ENGINEERING FAST INDEXES (DEEP DIVE)
Daniel Lemire
https://lemire.me
Joint work with lots of super smart people
Roaring : Hybrid Model
A collection of containers...
array: sorted arrays ({1,20,144}) of packed 16‑bit integers
bitset: bitsets spanning 65536 bits or 1024 64‑bit words
run: sequences of runs ([0,10],[15,20])
2
Keeping track
E.g., a bitset with few 1s need to be converted back to array.
→ we need to keep track of the cardinality!

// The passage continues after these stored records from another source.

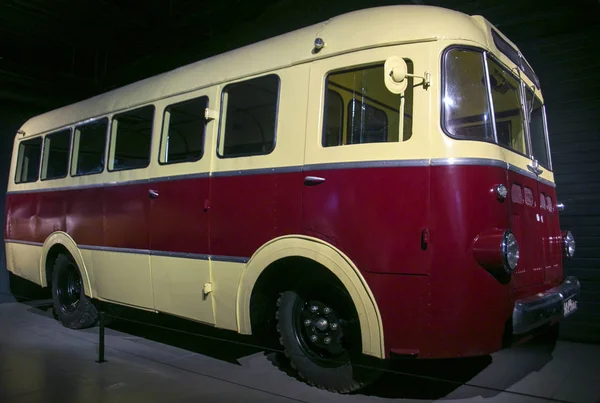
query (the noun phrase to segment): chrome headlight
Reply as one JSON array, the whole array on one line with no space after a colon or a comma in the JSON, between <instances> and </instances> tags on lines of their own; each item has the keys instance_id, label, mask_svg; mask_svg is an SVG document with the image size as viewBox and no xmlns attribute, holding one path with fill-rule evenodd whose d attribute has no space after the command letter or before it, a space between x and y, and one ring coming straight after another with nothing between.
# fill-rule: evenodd
<instances>
[{"instance_id":1,"label":"chrome headlight","mask_svg":"<svg viewBox=\"0 0 600 403\"><path fill-rule=\"evenodd\" d=\"M507 273L512 273L519 263L519 244L511 231L505 231L502 238L502 260Z\"/></svg>"},{"instance_id":2,"label":"chrome headlight","mask_svg":"<svg viewBox=\"0 0 600 403\"><path fill-rule=\"evenodd\" d=\"M575 237L571 234L571 231L565 232L563 242L565 243L565 255L572 258L575 255Z\"/></svg>"}]
</instances>

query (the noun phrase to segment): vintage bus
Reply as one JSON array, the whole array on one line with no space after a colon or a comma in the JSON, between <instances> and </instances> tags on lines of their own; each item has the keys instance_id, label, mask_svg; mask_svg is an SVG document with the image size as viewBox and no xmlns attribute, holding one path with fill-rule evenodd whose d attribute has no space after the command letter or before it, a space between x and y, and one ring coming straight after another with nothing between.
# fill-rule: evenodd
<instances>
[{"instance_id":1,"label":"vintage bus","mask_svg":"<svg viewBox=\"0 0 600 403\"><path fill-rule=\"evenodd\" d=\"M580 288L562 207L519 49L481 16L398 5L28 120L5 245L69 328L108 302L273 334L306 382L349 392L370 360L555 332Z\"/></svg>"}]
</instances>

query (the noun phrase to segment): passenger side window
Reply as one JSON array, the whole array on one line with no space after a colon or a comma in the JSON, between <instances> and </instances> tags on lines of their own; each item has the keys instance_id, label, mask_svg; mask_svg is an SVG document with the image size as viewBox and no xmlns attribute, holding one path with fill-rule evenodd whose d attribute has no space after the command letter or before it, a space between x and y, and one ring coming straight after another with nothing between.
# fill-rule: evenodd
<instances>
[{"instance_id":1,"label":"passenger side window","mask_svg":"<svg viewBox=\"0 0 600 403\"><path fill-rule=\"evenodd\" d=\"M75 128L72 175L90 175L104 170L107 128L106 118Z\"/></svg>"},{"instance_id":2,"label":"passenger side window","mask_svg":"<svg viewBox=\"0 0 600 403\"><path fill-rule=\"evenodd\" d=\"M275 148L279 77L268 75L223 90L220 157L269 154Z\"/></svg>"},{"instance_id":3,"label":"passenger side window","mask_svg":"<svg viewBox=\"0 0 600 403\"><path fill-rule=\"evenodd\" d=\"M353 99L348 104L348 144L385 143L388 118L376 106Z\"/></svg>"},{"instance_id":4,"label":"passenger side window","mask_svg":"<svg viewBox=\"0 0 600 403\"><path fill-rule=\"evenodd\" d=\"M412 72L412 63L407 61L407 65ZM410 139L413 79L408 80L403 94L393 94L385 86L383 64L330 73L326 78L323 147Z\"/></svg>"},{"instance_id":5,"label":"passenger side window","mask_svg":"<svg viewBox=\"0 0 600 403\"><path fill-rule=\"evenodd\" d=\"M109 171L145 168L150 163L154 106L113 117Z\"/></svg>"},{"instance_id":6,"label":"passenger side window","mask_svg":"<svg viewBox=\"0 0 600 403\"><path fill-rule=\"evenodd\" d=\"M161 139L161 164L194 162L204 154L205 110L208 97L190 99L165 109Z\"/></svg>"},{"instance_id":7,"label":"passenger side window","mask_svg":"<svg viewBox=\"0 0 600 403\"><path fill-rule=\"evenodd\" d=\"M325 133L323 146L342 144L344 135L344 100L339 92L328 89L325 95Z\"/></svg>"},{"instance_id":8,"label":"passenger side window","mask_svg":"<svg viewBox=\"0 0 600 403\"><path fill-rule=\"evenodd\" d=\"M42 154L42 138L21 141L17 157L15 183L35 182L38 180L40 158Z\"/></svg>"},{"instance_id":9,"label":"passenger side window","mask_svg":"<svg viewBox=\"0 0 600 403\"><path fill-rule=\"evenodd\" d=\"M71 129L51 133L44 140L42 180L64 178L69 173Z\"/></svg>"}]
</instances>

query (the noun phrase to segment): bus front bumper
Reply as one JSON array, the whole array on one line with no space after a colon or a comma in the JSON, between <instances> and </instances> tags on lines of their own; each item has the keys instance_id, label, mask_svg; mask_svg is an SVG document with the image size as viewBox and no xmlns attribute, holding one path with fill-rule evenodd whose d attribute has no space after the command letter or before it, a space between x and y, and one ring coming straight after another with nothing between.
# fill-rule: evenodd
<instances>
[{"instance_id":1,"label":"bus front bumper","mask_svg":"<svg viewBox=\"0 0 600 403\"><path fill-rule=\"evenodd\" d=\"M577 310L579 280L569 276L560 285L515 302L513 334L527 333L553 320L562 319Z\"/></svg>"}]
</instances>

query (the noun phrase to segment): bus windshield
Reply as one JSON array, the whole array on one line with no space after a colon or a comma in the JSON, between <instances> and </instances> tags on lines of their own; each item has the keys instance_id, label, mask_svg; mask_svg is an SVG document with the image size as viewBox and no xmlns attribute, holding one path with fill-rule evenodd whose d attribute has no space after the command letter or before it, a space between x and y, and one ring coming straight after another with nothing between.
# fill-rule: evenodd
<instances>
[{"instance_id":1,"label":"bus windshield","mask_svg":"<svg viewBox=\"0 0 600 403\"><path fill-rule=\"evenodd\" d=\"M493 142L550 169L544 107L529 88L523 95L514 71L489 54L464 48L446 52L444 67L442 120L448 135Z\"/></svg>"}]
</instances>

In Roaring, we do it automagically
3
Setting/Flipping/Clearing bits while keeping track
Important : avoid mispredicted branches
Pure C/Java:
q = p / 64
ow = w[ q ];
nw = ow | (1 << (p % 64) );
cardinality += (ow ^ nw) >> (p % 64) ; // EXTRA
w[ q ] = nw;
4
In x64 assembly with BMI instructions:
shrx %[6], %[p], %[q] // q = p / 64
mov (%[w],%[q],8), %[ow] // ow = w [q]
bts %[p], %[ow] // ow |= ( 1<< (p % 64)) + flag
sbb $-1, %[cardinality] // update card based on flag
mov %[load], (%[w],%[q],8) // w[q] = ow
 sbb is the extra work
5
For each operation
union
intersection
difference
...
Must specialize by container type:
array bitset run
array ? ? ?
bitset ? ? ?
run ? ? ?
6
High‑level API or Sipping Straw?
7
Bitset vs. Bitset...
Intersection:
First compute the cardinality of the result.
If low, use an array for the result (slow), otherwise generate
a bitset (fast).
Union: Always generate a bitset (fast).
(Unless cardinality is high then maybe create a run!)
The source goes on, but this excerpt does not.